Both a clever amalgam of the record's songs and an enigmatic draw, the words caught me. So I surrendered, pulled the case open and was captivated by the very first song, "I'll Twine 'Mid The Ringlets," (the original of the Carter Family's song "Wildwood Flower") on "Visions Of Love," an altogether lovely album by husband and wife Robin and Linda Williams (Sugar Hill; A+). A sense of discovery lingers throughout this humble collection of old folk and country songs, like finding a stack of ribbon-tied love letters in an attic trunk.

Once I saw who produced the album, I understood its draw for me. Garrison Keillor, writer and longtime creator of National Public Radio's "Prairie Home Companion," now adds "record producer" to his long list of accomplishments. Keillor edited 1998's "American Best Short Stories," one of the much-thumbed and deeply loved books in my library. He brings that same kind of simple, but emotional powerful aesthetic here. And because he is such a good storyteller himself, Keillor intrinsically knew how to pick the best story songs for the Williamses.

Keillor chose the music, encouraging the couple to look through their old vinyl-covered zip-up songbooks and work up demos for the ones they've never recorded.
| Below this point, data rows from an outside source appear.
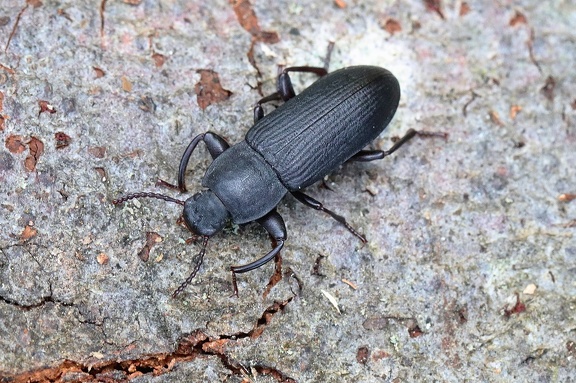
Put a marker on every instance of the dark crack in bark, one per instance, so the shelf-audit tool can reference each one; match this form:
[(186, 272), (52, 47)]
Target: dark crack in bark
[(191, 346)]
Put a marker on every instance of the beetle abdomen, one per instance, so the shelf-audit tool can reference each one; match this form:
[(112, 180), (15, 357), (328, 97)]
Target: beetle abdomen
[(330, 121)]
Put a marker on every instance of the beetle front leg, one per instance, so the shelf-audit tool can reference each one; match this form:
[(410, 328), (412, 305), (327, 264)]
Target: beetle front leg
[(317, 205), (274, 225), (215, 144), (373, 155), (285, 90)]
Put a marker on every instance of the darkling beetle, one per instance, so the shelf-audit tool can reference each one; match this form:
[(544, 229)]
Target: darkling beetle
[(294, 146)]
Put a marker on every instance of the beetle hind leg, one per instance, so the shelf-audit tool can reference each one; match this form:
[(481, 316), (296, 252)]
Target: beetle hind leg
[(317, 205), (373, 155)]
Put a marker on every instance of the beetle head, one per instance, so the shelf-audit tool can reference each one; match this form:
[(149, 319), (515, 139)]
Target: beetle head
[(204, 213)]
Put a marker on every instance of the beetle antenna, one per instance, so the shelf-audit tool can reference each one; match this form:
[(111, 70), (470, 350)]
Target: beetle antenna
[(199, 259), (147, 195)]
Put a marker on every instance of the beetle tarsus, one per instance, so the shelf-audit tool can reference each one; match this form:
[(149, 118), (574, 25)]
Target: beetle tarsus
[(317, 205), (147, 195), (199, 260), (274, 225)]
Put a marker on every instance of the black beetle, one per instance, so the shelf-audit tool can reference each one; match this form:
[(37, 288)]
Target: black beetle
[(294, 146)]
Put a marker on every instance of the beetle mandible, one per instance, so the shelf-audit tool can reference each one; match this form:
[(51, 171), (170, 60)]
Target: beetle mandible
[(292, 147)]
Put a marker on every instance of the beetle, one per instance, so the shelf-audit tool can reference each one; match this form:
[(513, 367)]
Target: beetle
[(299, 143)]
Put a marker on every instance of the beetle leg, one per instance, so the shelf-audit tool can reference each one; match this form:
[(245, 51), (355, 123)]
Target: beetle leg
[(315, 204), (215, 144), (274, 225), (372, 155), (285, 90)]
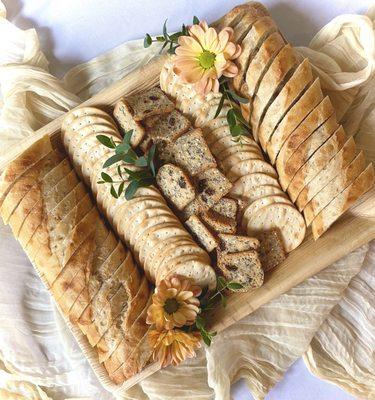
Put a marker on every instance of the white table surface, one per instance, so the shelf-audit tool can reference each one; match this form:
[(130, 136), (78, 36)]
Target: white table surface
[(74, 31)]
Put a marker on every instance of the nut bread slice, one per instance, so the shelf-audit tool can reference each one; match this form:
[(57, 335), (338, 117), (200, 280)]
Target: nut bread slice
[(124, 117), (243, 267), (201, 233), (175, 185), (211, 186), (167, 126), (192, 153), (236, 243), (227, 207), (219, 223)]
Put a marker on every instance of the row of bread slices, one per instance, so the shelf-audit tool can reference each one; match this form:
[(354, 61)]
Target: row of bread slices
[(146, 224), (295, 124), (90, 274), (264, 204)]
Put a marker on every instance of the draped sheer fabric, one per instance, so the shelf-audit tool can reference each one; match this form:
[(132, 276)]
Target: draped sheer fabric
[(328, 318)]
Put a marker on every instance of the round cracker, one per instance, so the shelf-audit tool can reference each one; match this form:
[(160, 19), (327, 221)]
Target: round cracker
[(149, 251), (244, 186), (159, 218), (200, 272), (261, 191), (217, 134), (233, 159), (283, 217)]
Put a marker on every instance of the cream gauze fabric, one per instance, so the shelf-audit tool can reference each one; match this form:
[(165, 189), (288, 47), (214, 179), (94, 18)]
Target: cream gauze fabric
[(328, 319)]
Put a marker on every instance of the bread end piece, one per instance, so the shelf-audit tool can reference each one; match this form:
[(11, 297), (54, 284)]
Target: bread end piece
[(271, 250)]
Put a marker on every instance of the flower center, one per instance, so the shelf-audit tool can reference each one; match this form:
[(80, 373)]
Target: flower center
[(171, 306), (207, 59)]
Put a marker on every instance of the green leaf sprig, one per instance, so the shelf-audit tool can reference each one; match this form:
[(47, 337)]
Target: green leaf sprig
[(170, 41), (208, 303), (238, 126), (124, 153)]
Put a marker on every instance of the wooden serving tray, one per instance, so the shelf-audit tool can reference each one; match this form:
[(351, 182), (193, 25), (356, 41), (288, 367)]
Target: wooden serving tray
[(355, 228)]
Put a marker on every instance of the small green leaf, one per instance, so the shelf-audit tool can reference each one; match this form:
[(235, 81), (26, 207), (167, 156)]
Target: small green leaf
[(221, 283), (106, 177), (144, 182), (141, 162), (220, 106), (147, 41), (165, 33), (231, 117), (131, 190), (113, 192), (237, 98), (106, 141), (120, 189), (119, 171), (234, 286), (112, 160)]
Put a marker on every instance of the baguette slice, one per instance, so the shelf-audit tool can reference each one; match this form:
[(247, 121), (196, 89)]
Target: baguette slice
[(306, 150), (289, 94), (312, 122), (316, 163), (334, 187), (261, 27), (236, 243), (293, 118), (330, 171), (273, 80), (175, 185), (200, 232), (242, 267), (363, 183)]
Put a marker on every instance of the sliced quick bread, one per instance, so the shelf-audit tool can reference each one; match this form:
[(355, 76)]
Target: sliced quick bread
[(219, 223), (201, 233), (192, 153), (175, 185), (226, 206), (271, 250), (211, 185), (236, 243), (242, 267)]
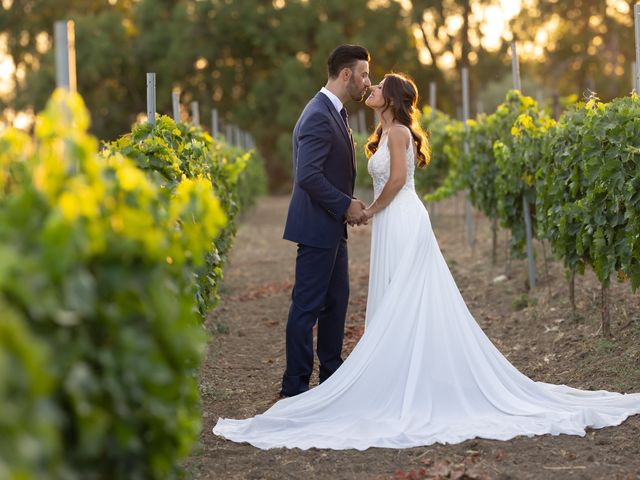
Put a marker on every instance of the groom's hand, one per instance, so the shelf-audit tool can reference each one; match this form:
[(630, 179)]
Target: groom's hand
[(355, 213)]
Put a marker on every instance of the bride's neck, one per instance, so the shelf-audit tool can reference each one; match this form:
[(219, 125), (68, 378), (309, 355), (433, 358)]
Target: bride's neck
[(386, 120)]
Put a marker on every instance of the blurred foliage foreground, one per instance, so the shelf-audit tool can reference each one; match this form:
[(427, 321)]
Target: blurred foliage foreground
[(108, 261)]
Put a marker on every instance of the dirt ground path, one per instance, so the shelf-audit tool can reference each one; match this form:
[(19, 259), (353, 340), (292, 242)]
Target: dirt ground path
[(537, 332)]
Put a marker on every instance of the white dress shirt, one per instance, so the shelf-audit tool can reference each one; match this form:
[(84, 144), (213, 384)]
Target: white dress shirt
[(334, 100)]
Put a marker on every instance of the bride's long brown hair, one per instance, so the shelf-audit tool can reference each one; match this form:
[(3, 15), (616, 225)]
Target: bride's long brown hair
[(401, 96)]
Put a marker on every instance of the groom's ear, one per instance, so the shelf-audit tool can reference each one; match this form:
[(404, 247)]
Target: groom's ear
[(345, 74)]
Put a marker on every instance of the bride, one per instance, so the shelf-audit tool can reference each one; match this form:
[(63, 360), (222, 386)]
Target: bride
[(423, 372)]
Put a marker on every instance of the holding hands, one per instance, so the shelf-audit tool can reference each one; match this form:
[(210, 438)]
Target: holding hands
[(358, 213)]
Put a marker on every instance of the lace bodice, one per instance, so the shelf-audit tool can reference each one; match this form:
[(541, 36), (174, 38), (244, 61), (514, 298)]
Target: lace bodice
[(379, 167)]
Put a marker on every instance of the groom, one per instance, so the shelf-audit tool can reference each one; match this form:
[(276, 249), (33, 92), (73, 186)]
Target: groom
[(322, 203)]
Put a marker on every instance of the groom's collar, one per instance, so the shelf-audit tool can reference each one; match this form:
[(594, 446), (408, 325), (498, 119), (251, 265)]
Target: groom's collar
[(335, 101)]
They sent him 30 songs, and from them, Keillor culled the 13 that appears on this, the couple's ninth album for Sugar Hill. Besides a long history of appearances on Keillor's show, the Williamses are veterans of the Grand Ole Opry, "Austin City Limits" and public radio's "Mountain Stage."
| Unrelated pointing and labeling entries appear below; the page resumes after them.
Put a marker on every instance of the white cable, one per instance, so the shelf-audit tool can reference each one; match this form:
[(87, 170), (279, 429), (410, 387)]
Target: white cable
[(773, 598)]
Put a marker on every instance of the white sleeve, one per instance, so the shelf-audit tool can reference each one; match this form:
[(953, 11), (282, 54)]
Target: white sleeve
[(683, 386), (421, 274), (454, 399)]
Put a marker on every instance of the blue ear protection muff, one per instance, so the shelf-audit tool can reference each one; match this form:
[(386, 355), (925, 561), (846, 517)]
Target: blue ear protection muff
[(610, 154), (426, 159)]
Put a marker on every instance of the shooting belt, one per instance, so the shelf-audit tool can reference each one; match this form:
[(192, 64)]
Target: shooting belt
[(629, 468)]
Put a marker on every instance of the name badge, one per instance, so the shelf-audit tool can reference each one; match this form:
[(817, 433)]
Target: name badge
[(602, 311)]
The Williamses expertly handle the material, proving that while the songs _ Jimmie Rodgers' "Mississippi Delta Blues," Merle Haggard's "Hungry Eyes," Hank Williams' "Ramblin' Man" and "The Blues Come Around" _ are old, the emotions are ageless. In their hands, the songs become like short stories of people overcome by grief and loss. People who use music to keep themselves from spiraling into despair. This mood reaches its apex on a spare but walloping dose of longing on "Keep The Home Fires Burning," an old chestnut made heartbreaking, yet hopeful with only a piano and Linda's smoky soprano. The duo harmonizes beautifully, especially on a cover of "After The Fire Is Gone," a country classic from Conway Twitty and Loretta Lynn, and the Louvin Brothers' "You're Running Wild."

This is an album for fans of the "O Brother Where Art Thou" soundtrack who have a deep-in-the-bones love for Americana. This music, for me, is as irresistible and seductive as a soft bed at the end of the day.

I couldn't take it out of the CD player. Though most of the songs' subject matter is depressing, the vocals are so full of hope and faith that I came away from it completely soothed. The residual feelings are like the excited contentedness that comes from simple pleasures like towels hot from the dryer on a cold morning or the sight of a brilliant orange and red sunset.